Slide the ring onto the ring mandrel, and use a 50–100 g (1.8–3.5 oz.) hammer to flare the ends of each nail [PHOTO 19].

Use needle files and a sandpaper roll or silicone burs in the flex shaft to remove any burrs. Finish with a steel brush.

Refine the coin’s seat. Use a 3 mm (1⁄8-in.) diamond cylinder bur in the flex shaft to grind off some of the heads of the nails inside the ring [PHOTO 20] until the coin sits level in the ring and doesn’t wobble. This will correct for misaligned drilled holes.

Set the coin in the ring. Secure the ring in the vise, set the coin in the ring, and use the hammer you used to rivet the nails to close the edge of the bezel over the coin. The only unforgivable mistake is striking the coin, so be careful! To prevent stray strikes and scratches, cover the coin with a few layers of clear packing tape. If necessary, anneal the ring while setting the coin.

If you need to refine the shape of the ring, don’t forge the shank ends or you will mess up the alignment of the rivets and possibly bend the coin. Use only files and sandpaper to refine the ring at this point.

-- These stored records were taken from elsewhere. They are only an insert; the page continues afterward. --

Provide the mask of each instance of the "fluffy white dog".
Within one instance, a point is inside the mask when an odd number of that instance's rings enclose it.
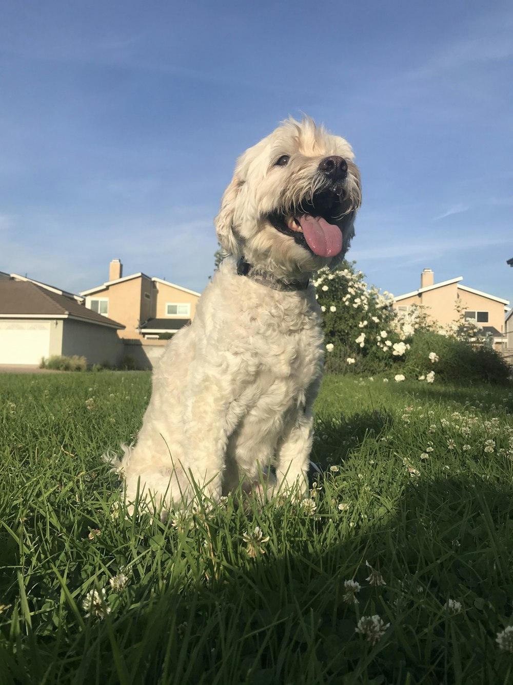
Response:
[[[218,499],[261,469],[307,487],[312,406],[324,362],[308,280],[343,258],[361,201],[350,145],[289,119],[239,159],[215,218],[226,258],[153,375],[127,501],[187,506],[193,481]]]

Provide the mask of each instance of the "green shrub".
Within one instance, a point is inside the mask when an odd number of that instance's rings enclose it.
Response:
[[[42,358],[39,364],[40,369],[51,369],[56,371],[85,371],[88,368],[85,357],[74,354],[73,357],[55,354],[48,359]]]
[[[120,368],[127,371],[135,371],[137,368],[135,358],[131,354],[126,354],[123,357]]]

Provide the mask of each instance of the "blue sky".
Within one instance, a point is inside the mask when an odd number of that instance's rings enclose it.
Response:
[[[513,305],[513,5],[0,0],[0,270],[77,292],[114,257],[201,290],[239,154],[305,112],[347,138],[348,258],[400,295]]]

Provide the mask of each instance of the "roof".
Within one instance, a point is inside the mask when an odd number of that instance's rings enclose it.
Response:
[[[406,292],[404,295],[397,295],[394,297],[394,302],[399,300],[406,299],[407,297],[412,297],[414,295],[419,295],[421,292],[426,292],[428,290],[434,290],[436,288],[443,288],[444,286],[450,286],[453,283],[458,283],[463,280],[463,276],[458,276],[456,278],[451,278],[449,281],[440,281],[440,283],[434,283],[432,286],[426,286],[425,288],[419,288],[418,290],[413,290],[412,292]]]
[[[63,290],[60,288],[57,288],[55,286],[49,286],[47,283],[42,283],[41,281],[35,281],[33,278],[29,278],[27,276],[21,276],[19,273],[10,273],[9,277],[14,281],[26,281],[28,283],[34,283],[34,285],[39,286],[40,288],[44,288],[47,290],[50,290],[51,292],[56,292],[60,295],[66,295],[66,297],[74,297],[77,301],[81,302],[83,300],[83,297],[81,297],[79,295],[76,295],[73,292],[68,292],[67,290]]]
[[[473,292],[475,295],[481,295],[482,297],[487,297],[488,299],[495,300],[501,304],[509,304],[509,300],[503,299],[502,297],[496,297],[495,295],[489,295],[488,292],[483,292],[482,290],[475,290],[473,288],[468,288],[466,286],[458,286],[460,290],[465,290],[466,292]]]
[[[156,278],[155,277],[150,277],[147,276],[142,271],[140,271],[139,273],[133,273],[130,276],[123,276],[122,278],[116,278],[114,281],[107,281],[103,284],[103,286],[96,286],[95,288],[90,288],[88,290],[82,290],[80,293],[81,295],[86,297],[86,295],[90,295],[94,292],[98,292],[101,290],[106,290],[107,288],[110,288],[111,286],[117,285],[118,283],[122,283],[124,281],[131,281],[134,278],[147,278],[148,281],[153,281],[154,283],[162,283],[166,286],[170,286],[172,288],[176,288],[179,290],[183,290],[184,292],[188,292],[192,295],[197,295],[198,297],[201,295],[200,292],[196,292],[196,290],[189,290],[188,288],[183,288],[182,286],[177,286],[176,283],[171,283],[170,281],[165,281],[163,278]]]
[[[121,323],[86,309],[73,297],[59,295],[30,281],[0,279],[0,318],[74,319],[112,328]]]
[[[141,326],[142,333],[174,333],[191,323],[190,319],[148,319]]]
[[[482,290],[476,290],[473,288],[469,288],[468,286],[462,286],[460,284],[460,281],[463,280],[463,276],[458,276],[456,278],[451,278],[448,281],[441,281],[440,283],[434,283],[432,286],[427,286],[425,288],[419,288],[418,290],[413,290],[412,292],[406,292],[404,295],[397,295],[397,297],[394,297],[394,302],[399,302],[401,300],[406,299],[408,297],[413,297],[415,295],[421,295],[423,292],[426,292],[428,290],[433,290],[437,288],[443,288],[445,286],[450,286],[453,283],[458,284],[458,289],[460,290],[464,290],[466,292],[472,292],[475,295],[481,295],[482,297],[486,297],[487,299],[494,300],[495,302],[500,302],[501,304],[509,305],[510,301],[503,299],[501,297],[496,297],[495,295],[488,295],[488,292],[483,292]]]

Finish the ring. Heat the ring to a bright orange glow to build up an oxidized patina. Use steel brushes in the flex shaft to remove as much of the patina as desired. (I think a good balance of dark and polished areas is the most decorative.)

Seal the joins in the ring. Hold the ring in a vise or tweezers, and warm it with the torch. Rub sealing wax onto the piece. Once it is covered, heat the piece until the melts into the gaps (use good ventilation!). Let it solidify, and use steel brushes in the flex shaft to remove excess wax. If you don’t have good access with the brush, use a toothpick to scrape out the rest.

Iron care & use

Iron jewelry needs care, just like silver jewelry does. Not being a precious metal, it is more reactive with the environment and with you. When you first wear a piece of mild-steel jewelry, it may leave a mark on your skin. But after a while, your piece will become “oxidized to you” and will no longer leave a mark. As it absorbs natural oils from your skin, it will form a protective layer. If you get ill, it will probably leave a dark mark on your finger again due to the changed acidity of your skin (just think of it as your jewel is worrying about you). When you swim in saltwater or chlorinated water, the same thing happens, and you must rinse it with fresh water and wipe it immediately. I think it’s nice to live together with such a strong and sensitive metal.

Iron is a beautiful material. You can wear it all the time: Take a shower, cook, wash the dishes, visit a sauna, or sleep! It’s not stainless, but in the conditions we maintain on our skin (dry and clean), it stays perfect for ages. The main thing to remember is that if you do get it wet, you must wipe it dry, as you do your hands. Don’t let it air dry, or it will rust.